Nowadays “irony” often denotes something that’s more accurately described as nihilistic or subversive of the intent to which it’s responding. It’s less about contradiction than about juxtaposition. See also: “ironic shitposting”, which I endorse, but again is something that, perhaps ironically ( ͡° ͜ʖ ͡°), demands some meta-explanation.
I guess my attachment to it is most succinctly explained by the older, traditional word for “the juxtaposition of two things designed to cause positive cognitive dissonance”: comedy. Like comedy, ironic (shit)posting is a tool that needs to be wielded well, both to get the desired effect (laughter retweets) but also to prevent from spiraling off into proper nihilism. There’s a reason this, too, was first a meme, and then a different kind of meme making fun of the first meme:
Everything can be a punchline, but “everything can be a punchline” can’t be your terminal value. If you truly believe in the worthlessness of everything, meta-examination requires you to non-meta remove yourself from the planet discussion. Else, you’re expected to put in the work of finding something meta-important, or at least shut up and stop being so goddamn cringe about it.

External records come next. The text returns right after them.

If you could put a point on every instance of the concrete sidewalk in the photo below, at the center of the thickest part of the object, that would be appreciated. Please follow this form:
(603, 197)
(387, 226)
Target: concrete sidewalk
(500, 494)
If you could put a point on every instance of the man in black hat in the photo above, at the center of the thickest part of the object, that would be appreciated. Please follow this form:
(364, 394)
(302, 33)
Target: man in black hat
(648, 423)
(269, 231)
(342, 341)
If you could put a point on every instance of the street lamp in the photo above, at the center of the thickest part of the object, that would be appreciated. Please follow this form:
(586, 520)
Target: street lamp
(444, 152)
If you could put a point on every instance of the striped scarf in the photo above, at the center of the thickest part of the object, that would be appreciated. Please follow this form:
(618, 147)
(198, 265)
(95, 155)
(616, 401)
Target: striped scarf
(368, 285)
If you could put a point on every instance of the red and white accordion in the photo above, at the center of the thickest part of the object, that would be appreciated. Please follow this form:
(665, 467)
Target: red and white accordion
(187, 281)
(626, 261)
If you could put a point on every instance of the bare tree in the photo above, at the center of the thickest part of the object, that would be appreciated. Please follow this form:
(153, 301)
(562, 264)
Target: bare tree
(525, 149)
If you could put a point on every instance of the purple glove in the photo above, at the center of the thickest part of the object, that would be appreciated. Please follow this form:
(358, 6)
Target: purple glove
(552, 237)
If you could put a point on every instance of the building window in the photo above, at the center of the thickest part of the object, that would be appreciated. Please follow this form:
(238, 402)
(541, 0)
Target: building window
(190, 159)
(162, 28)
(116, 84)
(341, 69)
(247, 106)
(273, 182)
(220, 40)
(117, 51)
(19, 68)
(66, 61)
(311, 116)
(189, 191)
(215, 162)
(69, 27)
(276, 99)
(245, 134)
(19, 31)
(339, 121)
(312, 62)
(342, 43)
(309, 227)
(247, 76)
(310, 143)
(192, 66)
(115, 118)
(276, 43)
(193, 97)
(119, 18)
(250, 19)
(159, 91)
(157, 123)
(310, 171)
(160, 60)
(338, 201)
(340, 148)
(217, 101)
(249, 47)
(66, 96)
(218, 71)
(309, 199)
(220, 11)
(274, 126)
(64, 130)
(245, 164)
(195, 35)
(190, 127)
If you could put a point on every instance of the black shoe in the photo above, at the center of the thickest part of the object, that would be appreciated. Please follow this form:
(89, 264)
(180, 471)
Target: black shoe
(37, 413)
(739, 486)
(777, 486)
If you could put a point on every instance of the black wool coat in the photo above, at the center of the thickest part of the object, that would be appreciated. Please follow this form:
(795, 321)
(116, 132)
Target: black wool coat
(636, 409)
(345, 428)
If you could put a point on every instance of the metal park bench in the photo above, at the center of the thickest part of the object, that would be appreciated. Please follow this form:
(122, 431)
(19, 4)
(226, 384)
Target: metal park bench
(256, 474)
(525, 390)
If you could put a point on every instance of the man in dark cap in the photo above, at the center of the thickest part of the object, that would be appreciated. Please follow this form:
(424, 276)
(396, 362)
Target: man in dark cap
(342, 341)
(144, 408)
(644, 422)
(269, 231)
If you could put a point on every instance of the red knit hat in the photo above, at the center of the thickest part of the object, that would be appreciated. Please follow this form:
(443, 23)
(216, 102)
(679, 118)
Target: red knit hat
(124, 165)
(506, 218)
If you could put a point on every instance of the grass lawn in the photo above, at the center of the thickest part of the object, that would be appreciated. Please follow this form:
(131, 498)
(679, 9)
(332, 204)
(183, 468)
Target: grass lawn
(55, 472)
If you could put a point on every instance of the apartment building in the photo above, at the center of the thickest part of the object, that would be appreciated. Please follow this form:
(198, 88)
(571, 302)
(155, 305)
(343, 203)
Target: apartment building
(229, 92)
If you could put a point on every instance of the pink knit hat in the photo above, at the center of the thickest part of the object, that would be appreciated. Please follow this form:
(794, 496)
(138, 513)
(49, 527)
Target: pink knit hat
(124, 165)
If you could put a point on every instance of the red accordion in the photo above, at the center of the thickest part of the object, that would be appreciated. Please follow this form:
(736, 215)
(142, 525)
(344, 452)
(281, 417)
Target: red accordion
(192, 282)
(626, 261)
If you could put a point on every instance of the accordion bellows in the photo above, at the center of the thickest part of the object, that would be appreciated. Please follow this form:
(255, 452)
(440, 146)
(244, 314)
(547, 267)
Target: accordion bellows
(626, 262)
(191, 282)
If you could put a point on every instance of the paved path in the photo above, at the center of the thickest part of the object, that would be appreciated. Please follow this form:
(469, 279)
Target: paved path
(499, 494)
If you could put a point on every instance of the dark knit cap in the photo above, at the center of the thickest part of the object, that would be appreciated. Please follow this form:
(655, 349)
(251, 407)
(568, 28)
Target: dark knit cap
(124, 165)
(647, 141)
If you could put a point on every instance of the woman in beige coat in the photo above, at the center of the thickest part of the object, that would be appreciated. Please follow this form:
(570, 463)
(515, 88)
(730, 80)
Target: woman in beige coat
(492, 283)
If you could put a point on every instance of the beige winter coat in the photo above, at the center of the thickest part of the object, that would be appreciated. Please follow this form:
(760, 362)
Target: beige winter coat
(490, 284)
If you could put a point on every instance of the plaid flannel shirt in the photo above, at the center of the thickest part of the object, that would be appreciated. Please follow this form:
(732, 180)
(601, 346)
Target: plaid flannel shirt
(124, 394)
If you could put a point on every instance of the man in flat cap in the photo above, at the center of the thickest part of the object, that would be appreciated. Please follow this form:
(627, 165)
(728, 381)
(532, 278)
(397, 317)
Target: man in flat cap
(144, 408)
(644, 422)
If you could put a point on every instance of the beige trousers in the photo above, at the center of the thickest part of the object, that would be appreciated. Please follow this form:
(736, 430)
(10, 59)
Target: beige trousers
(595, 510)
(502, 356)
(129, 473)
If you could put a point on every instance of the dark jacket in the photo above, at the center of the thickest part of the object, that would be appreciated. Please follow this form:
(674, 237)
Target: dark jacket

The metaphor (with all its problems!) is mine, but the idea fits what Egan is saying. An Ironist, he writes, will mistrust all ideologies.
Q: And then collapse in indecision, unable to believe anything except their own skepticism?
Well, yes, that happens sometimes! This is a known fail state of Ironists — Egan refers to them as “alienated”, cut off from the world.
Meta-skepticism, like irony-as-modern-comedy, also cannot be your terminal value. It, too, is a tool that needs to be wielded well, both to get the desired effect (better beliefs) but also to prevent spiraling off into confusing the map with the territory. It’s why critical theory is such a shitshow, like yeah you can reduce any sociocultural element to racism or sexism or whatever but tearing shit down that you didn’t build doesn’t get you credit for not having built something cool to replace it with. Being a clever arguer that writes their conclusions first and then scrambles to justify the underwritten leads you to bad ideas, poor epistemics can always be turned back on you.
“Sure, but…” The Prophet fumed. “Whatever. Fine. You’re doing the best you can, conditional on being a bad person. When you die, God will give you the best afterlife possible, conditional on sending you to Hell.”
You will eventually have to leave your epistemic house if you ever want to get somewhere, and the worse your map the more likely you are to move away from your goal.